From August 1, regulated energy prices for households will apply only to electricity and gas consumption up to the national average, while market prices will apply to consumption over the average, said Gergely Gulyas, the head of the Prime Minister's Office at the weekly presser.
The blanket cap on household electricity and gas prices is “simply unaffordable" in the current wartime energy crisis, he said.
In numbers, that means a quarter of households will pay the market price as they consume more than the 210/kWh monthly average for electricity and the 144cm monthly average for gas.
Hungarians pay the lowest gas and electricity prices nominally, as prices have been frozen since 2013.
The average consumer’s monthly electricity bill comes to HUF7,750 (€19), which would be HUF50,800 without the utility price cap.
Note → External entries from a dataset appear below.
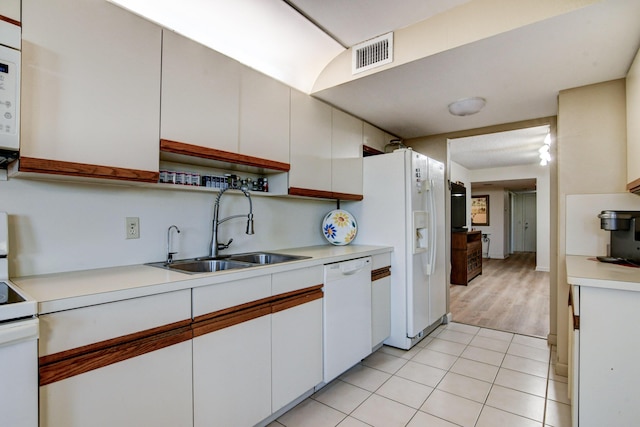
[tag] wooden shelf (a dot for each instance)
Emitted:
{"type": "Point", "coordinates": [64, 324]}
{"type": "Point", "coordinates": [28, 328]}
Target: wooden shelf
{"type": "Point", "coordinates": [466, 256]}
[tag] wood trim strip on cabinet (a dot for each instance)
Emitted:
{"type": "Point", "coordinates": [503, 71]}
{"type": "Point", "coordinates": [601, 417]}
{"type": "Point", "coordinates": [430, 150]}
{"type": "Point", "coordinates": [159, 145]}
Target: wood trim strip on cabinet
{"type": "Point", "coordinates": [10, 20]}
{"type": "Point", "coordinates": [347, 196]}
{"type": "Point", "coordinates": [58, 167]}
{"type": "Point", "coordinates": [90, 348]}
{"type": "Point", "coordinates": [370, 151]}
{"type": "Point", "coordinates": [76, 361]}
{"type": "Point", "coordinates": [634, 186]}
{"type": "Point", "coordinates": [241, 313]}
{"type": "Point", "coordinates": [306, 192]}
{"type": "Point", "coordinates": [232, 310]}
{"type": "Point", "coordinates": [80, 364]}
{"type": "Point", "coordinates": [380, 273]}
{"type": "Point", "coordinates": [294, 301]}
{"type": "Point", "coordinates": [231, 319]}
{"type": "Point", "coordinates": [322, 194]}
{"type": "Point", "coordinates": [176, 147]}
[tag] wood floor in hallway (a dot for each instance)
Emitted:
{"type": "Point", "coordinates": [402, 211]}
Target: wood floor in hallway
{"type": "Point", "coordinates": [510, 295]}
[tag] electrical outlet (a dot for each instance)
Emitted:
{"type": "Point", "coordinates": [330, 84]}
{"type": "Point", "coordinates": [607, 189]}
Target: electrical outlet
{"type": "Point", "coordinates": [132, 227]}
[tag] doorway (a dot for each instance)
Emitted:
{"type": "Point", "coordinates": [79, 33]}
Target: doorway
{"type": "Point", "coordinates": [523, 222]}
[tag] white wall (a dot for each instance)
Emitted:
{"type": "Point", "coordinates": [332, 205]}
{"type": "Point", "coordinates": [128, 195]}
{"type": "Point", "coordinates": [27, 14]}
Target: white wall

Gas bills based on average consumption would jump from HUF15,800 to HUF131,450.
Keeping energy prices artificially low was an important element of Orban’s re-election campaign and that of his government policies over the last 12 years, after setting a price cap on central heating, gas and electricity consumption in 2013.
Maintaining the price cap has put an enormous strain on the budget. According to the European Commission, state-owned utilities are expected to get capital injections amounting to 1.1% of GDP in 2022 and 0.7% in 2023. The gap between the market price and centrally fixed prices is leading to a monthly HUF100bn loss for state utility giant MVM.
As part of the energy state of emergency, domestic gas production will be raised from an annual 1.5bcm to 2bcm by adopting dearer extraction technology. Gas prices are high enough that it is even worth using more expensive technologies in gas extraction, he added.
The government has also mandated the minister of foreign affairs and trade to procure more gas. Lignite extraction will be stepped up "to the greatest degree possible" and blocks at the country’s second-largest power plant, Matrai Eromu will be restarted. The government will apply for an extension of the lifespan of the existing blocks at the Paks nuclear power plant.
The largest opposition party DK said the abolishment of the blanket price cap is an acknowledgment of the government’s failed policies. In the election campaign, the government accused the united opposition of planning to unwind the utility price scheme.
Just more than two months after the election, the government admitted that it had lied throughout the campaign and gave up on his most important political "product”, MP Akos Hadhazy wrote.